艮 → 震
Hexagram 52: Keeping Still Mountain → Hexagram 51: The Arousing Thunder
Changing Lines
This transformation involves 4 changing lines (lines 1, 3, 4, 6).
Line 1
初六 艮其趾。无咎。利永貞。
Six at the beginning means: Keeping his toes still. No blame. Continued perseverance furthers.
Line 3
九三 艮其限。列其夤。厲熏心。
Nine in the third place means: Keeping his hips still. Making his sacrum stiff. Dangerous. The heart suffocates.
Line 4
六四 艮其身。无咎。
Six in the fourth place means: Keeping his trunk still. No blame.
Line 6
上九 敦艮吉。
Nine at the top means: Noblehearted keeping still. Good fortune.
Trigram Changes
Yilin Verse
求利難國,亡去我北。憂歸其城,反為吾賊。
Seeking gain in the troubled state, fleeing north from my land. Returning in sorrow to that city, it turns and becomes my enemy.

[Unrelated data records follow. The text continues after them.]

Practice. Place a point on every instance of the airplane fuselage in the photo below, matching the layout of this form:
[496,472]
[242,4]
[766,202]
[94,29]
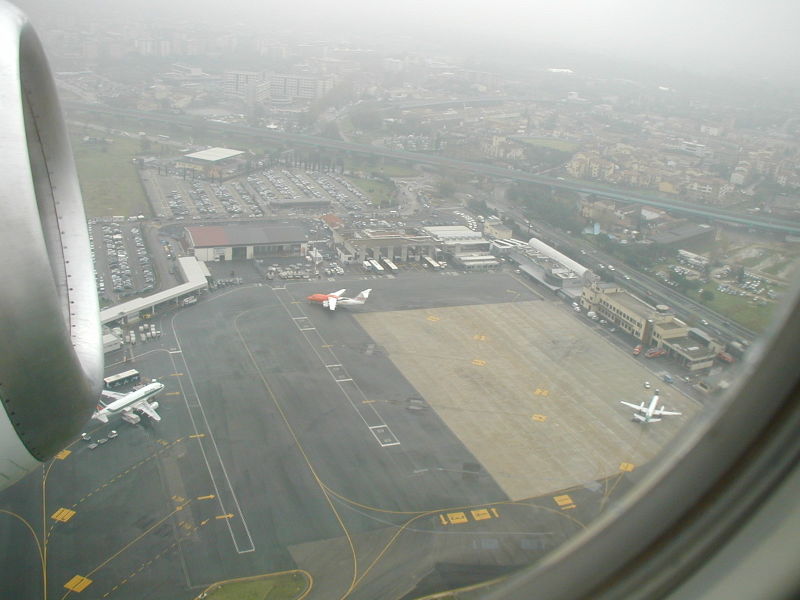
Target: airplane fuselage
[121,405]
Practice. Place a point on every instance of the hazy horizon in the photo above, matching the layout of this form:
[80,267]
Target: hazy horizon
[733,38]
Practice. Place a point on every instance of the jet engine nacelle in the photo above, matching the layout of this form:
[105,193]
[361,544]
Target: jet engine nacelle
[51,361]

— Jiao Yanshou, Yilin (Forest of Changes), 1st century BCE
Commentary
Twin mountains stand still, but the pursuit of profit embroils a nation. One flees northward in worry, then returns to the city only to find that the returnee has become the enemy. The verse traces a circular trap: leaving home to seek gain, retreating in anxiety, returning to find oneself treated as a traitor. The journey was pointless; the homecoming is hostile. From Keeping Still to the Arousing, mountain yields to doubled thunder — shock upon shock. The Arousing terrifies but ultimately clarifies, like lightning that reveals the landscape. The verse's double reversal embodies this: the shock of discovering that one's own city has become dangerous is the thunder's first crack. Whether it leads to renewed awareness or final ruin depends on how one receives the shock.